The more than 300,000 birders a year that visit Alaska generate more than 3,000 jobs in the state, according to the study. Schwoerer likened the jobs figure to the total number of Alaskans employed by other single industries, like telecommunications.

An intact ecosystem

They’re coming because Alaska is home to the world’s largest concentration of shore birds, and it’s a globally significant breeding ground for migratory birds. Alaska has the most Important Bird Areas of any state — and yes, Important Bird Area is an international metric, overseen in the United States by the Audubon Society.

“We have these hotspots, and they’re still intact,” Schwoerer said. “Alaska is kind of the last little bit of wild where they can have a very intact ecosystem to support their populations.”

He says that climate change is increasingly threatening wilderness and biodiversity, but Alaska can capitalize on wildlife tourism through conservation and infrastructure. That means opportunity statewide, but especially in rural places.

Brenda Wright leads a group of birders to the beach to look for flora and fauna at the end of the Rainforest Trail. (Photo by Paige Sparks/KTOO)
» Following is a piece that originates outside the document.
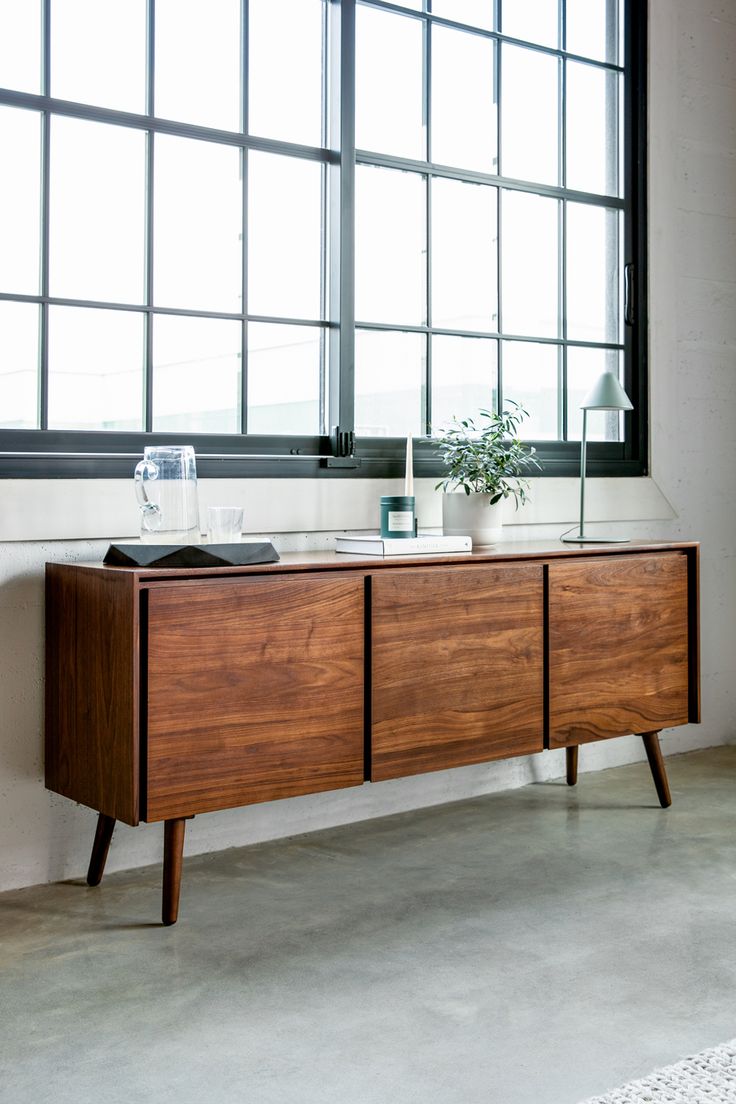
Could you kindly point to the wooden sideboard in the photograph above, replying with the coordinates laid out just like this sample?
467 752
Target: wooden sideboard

Natalie Dawson, another of the study’s authors, says she got the idea for it while guiding in remote parts of Alaska.

“If I was in a community and there was a rare bird that had blown over from some other place in the circumpolar north, I would find people that had traveled thousands of miles just to see individual birds,” she said.

She said birders are motivated to get out where the birds are — places like the North Slope to see eider ducks or out west to the Pribilof Islands for seabirds.

Southeast festivals are a big draw

But Dawson says the study showed that more than half of the birders’ money is spent in Southeast Alaska. She credits that in part to bird festivals like the Hummingbird Festival in Ketchikan and the Bald Eagle Festival in Haines.

“Those festivals do seem to actually, yes, be congregations for birding, tourism and birding related travelers,” Dawson said. “This study shows that if you can come together with a vision for a community and an activity that can draw people in and provide them information about how to experience that wildlife, then it does seem to draw people to your area.”

Audubon volunteers and attendees discover flora and fauna at the beach near the Rainforest Trail on July 15, 2022 in Juneau. (Photo by Paige Sparks/KTOO)

Cordova’s Copper River Delta Shorebird Festival has lured birders off the road system for decades. The local chamber of commerce estimates that more than 100 visitors this year spent nearly $175,000 in town, jump-starting the local businesses reopening after a quiet winter.

Back on the Rainforest Trail in Juneau, Lynn Hartmann stood in the trees, listening. Varied thrushes were whistling their haunting notes over the melodic song of the Swainson’s thrush.

“It’s like, hearing 20 languages all at once,” Hartmann said.

There was no red-breasted sapsucker, but she and Martha spotted a Pacific slope flycatcher and heard his signature song. And there was still time for the sapsucker — they were in town for a few more days.